The West Australians from the Australian Land Rover Owners' online forum have again demonstrated why lovers of the "green oval" badge passionately defend their Land Rover choice.
Earlier this month, the fun and family-oriented W4 Challenge saw everyday domestic transports flexing their off-road muscles on a staged course designed to progressively test drivers.
With help on offer from organisers and fellow participants, even novices without modified competition rigs could enjoy themselves safely. With the one strict rule of "LR only", the wide range of vehicles in the field reflected Land Rover's long history of building tough off-roaders.
The tireless organisers all deserved trophies for their efforts, with David Long, Jurgens Crafford, Ian Whitaker and Kieren Aubrey having a tough task designing a fair competition for a mixed field of 52 participants, which included a 1954 Landie through to a current model Range Rover Sport.
The scoring system had a series of penalties to try and even out the vehicles; points were deducted for traction control and things such as diff locks, according to the organisers.
Given the dry stages, this proved a benefit to older vehicles. Had the course been wet, later vehicles with traction aids would have had a definite advantage.
While the Discovery 3 and 4, and Range Rover Sports were clear winners in off-road ability, organisers said it was amazing to see 50-plus year-old Landies in final placings.
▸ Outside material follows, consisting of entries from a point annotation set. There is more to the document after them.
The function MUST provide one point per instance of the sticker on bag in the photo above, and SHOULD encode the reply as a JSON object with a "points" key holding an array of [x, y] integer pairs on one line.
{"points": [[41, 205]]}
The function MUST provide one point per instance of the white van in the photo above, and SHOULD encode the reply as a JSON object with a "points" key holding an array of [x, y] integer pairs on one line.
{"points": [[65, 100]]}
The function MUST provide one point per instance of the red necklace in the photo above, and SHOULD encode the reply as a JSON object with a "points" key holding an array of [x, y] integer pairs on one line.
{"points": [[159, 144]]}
While older vehicles were cheered on by enthusiastic spectators, Gordon German's faultless performance in a demo Evoque from event sponsors Southern Land Rover was noteworthy.
Despite looking like it should be parked on the Claremont cafe strip, the Evoque didn't put a tyre wrong as it traversed the little "speed humps" through a steep gully.
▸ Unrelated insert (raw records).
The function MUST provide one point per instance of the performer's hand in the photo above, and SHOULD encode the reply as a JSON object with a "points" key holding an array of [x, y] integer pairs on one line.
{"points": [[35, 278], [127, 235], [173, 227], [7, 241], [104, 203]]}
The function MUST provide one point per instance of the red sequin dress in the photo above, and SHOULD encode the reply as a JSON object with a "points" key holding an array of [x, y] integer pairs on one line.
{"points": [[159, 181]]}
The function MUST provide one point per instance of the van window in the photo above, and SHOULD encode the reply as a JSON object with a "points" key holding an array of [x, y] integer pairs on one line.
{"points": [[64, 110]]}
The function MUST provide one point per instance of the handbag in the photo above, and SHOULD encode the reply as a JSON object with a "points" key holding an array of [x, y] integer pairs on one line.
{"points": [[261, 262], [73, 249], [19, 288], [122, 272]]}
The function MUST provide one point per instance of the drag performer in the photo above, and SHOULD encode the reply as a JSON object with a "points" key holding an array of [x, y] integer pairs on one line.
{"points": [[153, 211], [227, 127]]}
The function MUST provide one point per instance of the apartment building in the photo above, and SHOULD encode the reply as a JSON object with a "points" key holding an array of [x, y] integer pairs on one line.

Competitors were challenged by the Linn Rover Raging River (a rocky creek bed), Lifestyle 4x4's Uphill Struggle, Triumph Rover Spares woody meander and Green Oval Experience's technical challenge that deviously incorporated sensory deprivation and mind games which resulted in plenty of competitors losing more points than they earned.
Dave Dover, in a Series III Lightweight, took out the W4 Challenge Shield sponsored by Linn Rover. Andy Rogers (Series II) was second with Mike Penders (Range Rover Classic) third. Deb Whitelock (County 110 V8) was awarded the Drive of the Day.
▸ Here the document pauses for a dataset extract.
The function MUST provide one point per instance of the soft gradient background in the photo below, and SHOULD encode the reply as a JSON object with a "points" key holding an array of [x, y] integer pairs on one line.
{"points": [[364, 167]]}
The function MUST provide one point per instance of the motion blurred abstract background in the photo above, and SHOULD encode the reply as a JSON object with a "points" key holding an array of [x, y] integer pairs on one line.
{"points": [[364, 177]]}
Ian Tomlinson discovered his Defender 130 twin-cab's extended tray is practical for larger loads but a serious handicap manoeuvring around a competition course.
His score of -243, some 490 points behind first place, earned him the Horse's Ass trophy for generally making a hash of everything.
The Telf Objet d'Art trophy was welded from bits of Neil Telfer's diff that blew up spectacularly when he tried an almost vertical rock face. It honoured Telfer as the instigator of the competition last year and recognised the participant that most catastrophically broke something.
The inaugural winner was organiser Dave Long, who sheared a front wheel hub and rolled his Discovery on the way to the event on Friday morning. With typical Land Rover spirit and brilliant teamwork, the W4 crew replaced the hub on Saturday morning and Dave was up and running again.
As one participant summed it up: "Losing has never been so much fun."